Giving Back to the Community: Josh Rojas just wants to make his hometown proud

By James Lotts

When Josh Rojas headed to the University of Hawaii to play baseball, he had never been away from his home state of Arizona to play the sport he loved.
He admitted he struggled at first, but he eventually settled in and became comfortable with life on the road. However, the business of baseball brought him back home and, with that, the pressure of representing his hometown in front of friends and family.

Raised in Litchfield Park as a D-backs fan, Rojas was traded from the Houston Astros to the Arizona Diamondbacks. The return home tempered the blow of leaving the people with whom he started his professional baseball career.

“It was bittersweet for sure,” Rojas says. “It was sad to get traded away from everybody I came up with, all my friends, all the coaches I had created a bond with. It was so sad to be leaving, but the fact that it was Arizona was pretty cool.”

Rojas not only wanted to make his hometown proud on the baseball field but off it as well. Rojas has made a point to do work around the community, whether that is in the form of camps or donating gear. He was last year’s D-backs nominee for the Roberto Clemente Award, a prize that is given “to the player who best represents the game of baseball through extraordinary character, community involvement, philanthropy and positive contributions, on and off the field.”

“The award was cool. It was icing on the cake,” Rojas says. “But it wasn’t my intention going into it. I was just trying to help out.”

Rojas says he wants to host more camps and stay involved with his alma mater, Millennium High School in Goodyear.

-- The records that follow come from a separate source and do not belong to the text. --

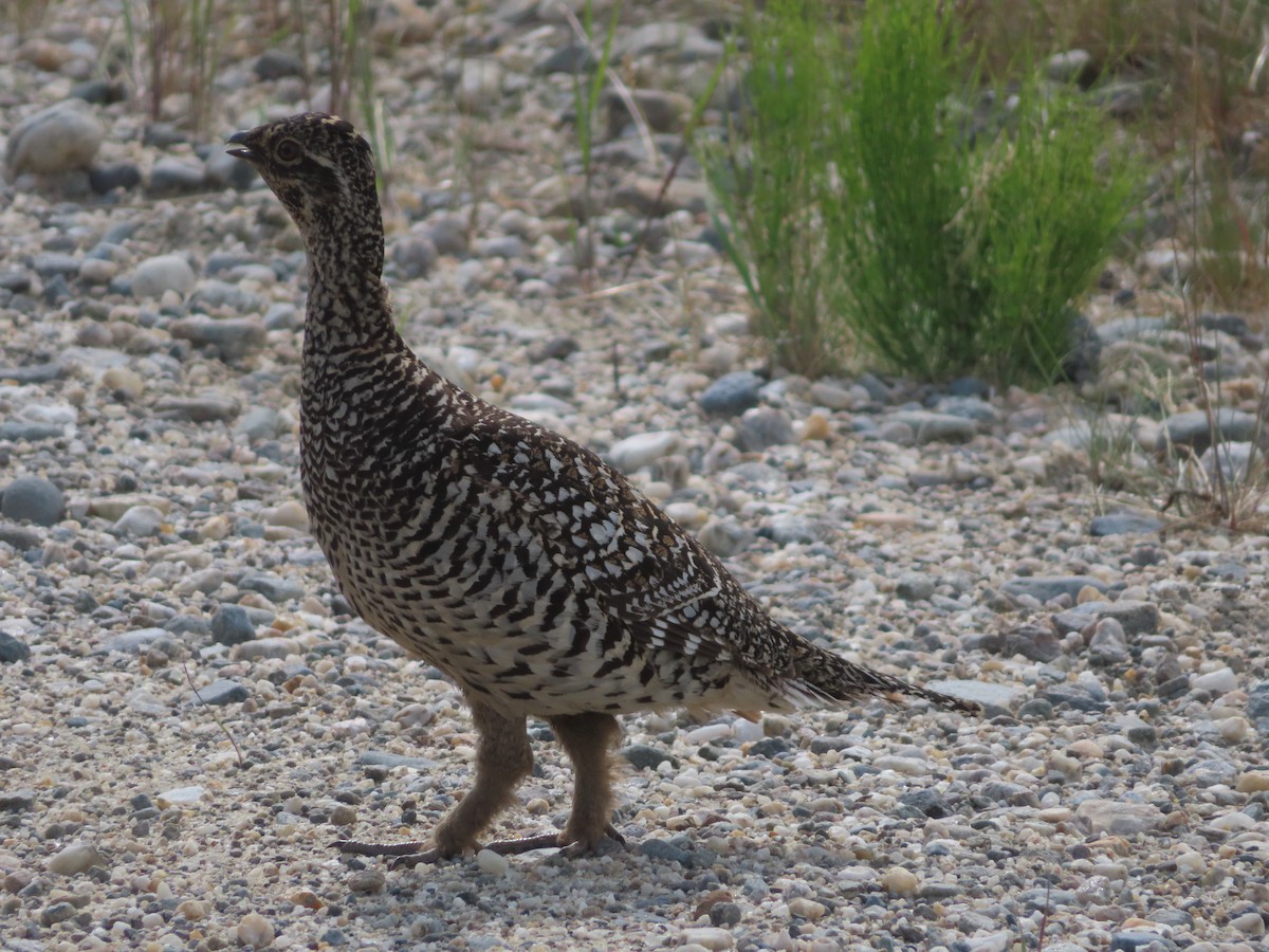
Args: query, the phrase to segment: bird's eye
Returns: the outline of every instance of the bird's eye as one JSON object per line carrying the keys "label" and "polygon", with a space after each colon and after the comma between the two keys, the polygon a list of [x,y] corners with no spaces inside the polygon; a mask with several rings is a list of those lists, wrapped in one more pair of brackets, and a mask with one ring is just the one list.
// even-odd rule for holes
{"label": "bird's eye", "polygon": [[299,143],[296,142],[296,140],[293,138],[282,140],[274,151],[278,156],[278,161],[282,162],[298,162],[299,156],[302,156],[305,152],[305,150],[301,149]]}

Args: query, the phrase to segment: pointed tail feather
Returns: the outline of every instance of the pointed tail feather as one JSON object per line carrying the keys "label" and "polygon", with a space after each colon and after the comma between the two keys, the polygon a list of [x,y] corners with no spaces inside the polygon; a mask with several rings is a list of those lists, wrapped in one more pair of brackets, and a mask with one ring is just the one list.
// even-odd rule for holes
{"label": "pointed tail feather", "polygon": [[805,664],[798,665],[797,677],[789,688],[789,697],[794,702],[810,704],[834,706],[867,696],[906,694],[957,713],[970,716],[982,713],[982,708],[973,701],[909,684],[902,678],[853,664],[831,651],[816,650],[813,656],[805,659]]}

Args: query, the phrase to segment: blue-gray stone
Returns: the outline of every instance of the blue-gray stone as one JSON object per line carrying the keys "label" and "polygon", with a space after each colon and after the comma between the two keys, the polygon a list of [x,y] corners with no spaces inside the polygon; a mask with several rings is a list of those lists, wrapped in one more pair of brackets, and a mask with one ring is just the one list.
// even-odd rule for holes
{"label": "blue-gray stone", "polygon": [[55,274],[77,275],[80,259],[63,251],[41,251],[30,259],[30,267],[41,278],[52,278]]}
{"label": "blue-gray stone", "polygon": [[303,598],[305,595],[305,586],[298,581],[283,579],[280,575],[273,575],[272,572],[244,575],[239,579],[237,586],[240,589],[259,592],[274,604],[287,602],[292,598]]}
{"label": "blue-gray stone", "polygon": [[669,760],[673,767],[678,767],[679,764],[671,754],[647,744],[631,744],[628,748],[622,748],[622,757],[626,758],[631,767],[638,770],[655,770],[666,760]]}
{"label": "blue-gray stone", "polygon": [[363,767],[409,767],[415,770],[434,770],[437,768],[437,762],[425,757],[406,757],[387,750],[367,750],[357,755],[357,763]]}
{"label": "blue-gray stone", "polygon": [[202,702],[208,707],[222,707],[225,704],[241,703],[251,696],[246,685],[227,678],[217,678],[206,688],[199,688],[192,698],[194,704]]}
{"label": "blue-gray stone", "polygon": [[1030,595],[1043,604],[1058,595],[1070,595],[1074,600],[1080,589],[1091,585],[1098,592],[1105,592],[1107,585],[1093,575],[1023,575],[1010,579],[1000,586],[1006,595]]}
{"label": "blue-gray stone", "polygon": [[736,446],[746,453],[793,442],[793,420],[774,406],[755,406],[736,421]]}
{"label": "blue-gray stone", "polygon": [[911,426],[917,443],[966,443],[978,433],[977,424],[971,419],[929,410],[901,410],[890,420]]}
{"label": "blue-gray stone", "polygon": [[141,169],[132,162],[109,162],[89,169],[88,184],[96,194],[104,195],[117,188],[128,190],[141,184]]}
{"label": "blue-gray stone", "polygon": [[30,658],[30,649],[6,631],[0,631],[0,664],[14,664]]}
{"label": "blue-gray stone", "polygon": [[1221,442],[1246,443],[1256,438],[1260,428],[1254,414],[1235,410],[1232,406],[1220,407],[1213,421],[1214,428],[1209,425],[1203,410],[1173,414],[1164,420],[1166,434],[1159,434],[1155,449],[1164,452],[1170,442],[1173,446],[1193,447],[1195,453],[1203,453],[1212,446],[1213,429]]}
{"label": "blue-gray stone", "polygon": [[[232,157],[232,156],[231,156]],[[198,192],[206,184],[207,171],[202,162],[165,155],[150,168],[151,195],[183,195]]]}
{"label": "blue-gray stone", "polygon": [[241,645],[254,637],[255,625],[241,605],[221,605],[212,616],[212,641],[217,645]]}
{"label": "blue-gray stone", "polygon": [[168,637],[166,628],[133,628],[118,635],[112,635],[93,651],[94,655],[104,655],[110,651],[136,655],[142,649],[148,647],[159,638]]}
{"label": "blue-gray stone", "polygon": [[664,839],[646,839],[640,843],[638,852],[651,859],[664,859],[669,863],[681,863],[692,866],[692,853],[679,847],[670,845]]}
{"label": "blue-gray stone", "polygon": [[1099,618],[1114,618],[1126,635],[1154,635],[1159,630],[1159,605],[1151,602],[1084,602],[1053,616],[1060,635],[1082,631]]}
{"label": "blue-gray stone", "polygon": [[1091,536],[1133,536],[1138,533],[1159,532],[1164,528],[1164,520],[1145,513],[1123,510],[1119,513],[1107,513],[1094,515],[1089,523]]}
{"label": "blue-gray stone", "polygon": [[0,380],[11,380],[14,383],[47,383],[65,372],[66,368],[58,360],[49,360],[24,367],[0,367]]}
{"label": "blue-gray stone", "polygon": [[[57,428],[61,435],[62,428]],[[16,522],[56,526],[66,513],[66,496],[43,476],[20,476],[4,489],[0,514]]]}
{"label": "blue-gray stone", "polygon": [[735,371],[706,387],[697,402],[707,414],[735,416],[758,405],[758,391],[765,383],[766,381],[753,371]]}

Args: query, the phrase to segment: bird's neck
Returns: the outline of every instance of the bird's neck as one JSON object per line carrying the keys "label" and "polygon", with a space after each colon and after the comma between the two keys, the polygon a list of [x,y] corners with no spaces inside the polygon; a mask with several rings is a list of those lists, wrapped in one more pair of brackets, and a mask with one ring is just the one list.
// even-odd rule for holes
{"label": "bird's neck", "polygon": [[391,348],[398,339],[381,279],[382,242],[362,254],[308,254],[306,357],[349,349]]}

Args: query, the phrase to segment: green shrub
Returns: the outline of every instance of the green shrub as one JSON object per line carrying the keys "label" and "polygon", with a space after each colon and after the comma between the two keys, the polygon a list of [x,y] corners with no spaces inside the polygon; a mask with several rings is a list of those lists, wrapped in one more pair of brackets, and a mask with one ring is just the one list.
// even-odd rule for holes
{"label": "green shrub", "polygon": [[926,380],[1051,381],[1132,207],[1110,121],[1034,63],[992,98],[939,10],[873,0],[850,36],[816,0],[746,20],[742,140],[703,161],[759,330],[792,369],[850,341]]}
{"label": "green shrub", "polygon": [[773,0],[761,22],[746,14],[745,107],[721,141],[698,143],[718,231],[749,292],[758,333],[778,363],[811,374],[840,359],[839,329],[826,316],[817,209],[824,65],[831,62],[819,44],[839,38],[821,36],[817,13],[813,4]]}

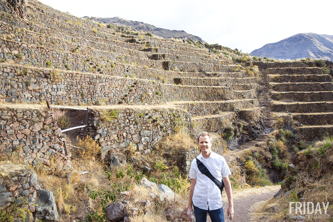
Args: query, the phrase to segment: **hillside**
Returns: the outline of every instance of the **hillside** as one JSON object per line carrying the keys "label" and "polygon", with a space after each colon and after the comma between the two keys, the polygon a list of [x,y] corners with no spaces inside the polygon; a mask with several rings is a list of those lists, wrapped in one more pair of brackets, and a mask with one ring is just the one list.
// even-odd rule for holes
{"label": "hillside", "polygon": [[30,222],[105,221],[115,203],[126,211],[113,221],[181,222],[200,132],[234,189],[281,182],[333,135],[331,62],[164,39],[36,0],[0,6],[1,221],[20,209]]}
{"label": "hillside", "polygon": [[182,39],[192,39],[195,42],[199,41],[202,43],[206,42],[201,38],[196,36],[189,34],[183,30],[169,30],[158,28],[152,25],[142,22],[127,20],[119,17],[113,18],[99,18],[85,16],[84,18],[101,22],[106,24],[111,24],[114,26],[129,27],[138,31],[144,32],[150,32],[154,35],[162,37],[165,39],[172,38],[174,37]]}
{"label": "hillside", "polygon": [[276,59],[304,59],[333,61],[333,36],[301,33],[266,44],[250,54]]}

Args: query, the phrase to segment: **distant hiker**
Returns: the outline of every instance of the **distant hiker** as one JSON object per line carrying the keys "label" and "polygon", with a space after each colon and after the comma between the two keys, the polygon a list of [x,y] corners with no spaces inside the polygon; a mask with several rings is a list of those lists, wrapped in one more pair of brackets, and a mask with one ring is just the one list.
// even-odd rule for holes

A large portion of the expectations Rojas faces are on the field. He says he is proud to have been a part of the D-backs’ journey of improvement since he was traded to the team in 2019. Even though he is a veteran on this young D-backs team, he is still learning from everybody on the team, including his younger teammates.

“But for the most part we’re bouncing ideas off each other,” Rojas says. “I’m taking just as much from (Dominic Fletcher) Fletch and Corbin (Carroll) and Alek (Thomas) as they are from me. I really haven’t taken much of a leadership role in that sense and giving advice. I’m learning just like they are. I consider myself new to this game. And you know, their success has come at a much earlier age than me. So, they obviously got some things figured out before I did.”

Rojas’ journey to the MLB was not as simple and smooth as it would be for a top prospect. Rojas says he struggled at times during college.

“I’d say my most discouraging year was my junior year at Hawaii, my first year of Hawaii, it was my first time away playing baseball on the road and not being home,” Rojas says. “It was a really tough year.”

After high school, Rojas played at Paradise Valley Community College before he transferred to University of Hawaii. After college, Rojas was drafted by the Houston Astros in the 26th round. Rojas says he started to get more comfortable when he started playing in the minor leagues.

Rojas is happy to see the D-backs starting to find success after some years of turbulence. He hopes the other Valley teams follow suit.

“When it comes to the Arizona Diamondbacks, we had a few tough years, a few of which I was here for. I really wanted us to turn it around. With all my friends and family and people I went to high school with being Arizona sports fans, it’s always embarrassing to look them in the eye and know that I’m helping us lose. I take pride in us having better years.”
Rojas says

he’s inspired by Marquis Flowers, a former football standout at Millennium High School who made it to the NFL. He and Flowers try to motivate kids in the community to want to make it to the highest levels of sport.

“I think it’s always cool to see somebody from your hometown make it and for me coming up I remember that was Marquis Flowers, went to Millennium High School and then went to the NFL,” Rojas says.

“But it was cool to see somebody from your area make it big and kind of feel like, ‘Oh, you had a part in that,’ even though I had zero part in that, but it kind of feels like there is a connection there. I feel like I carry that now with baseball.”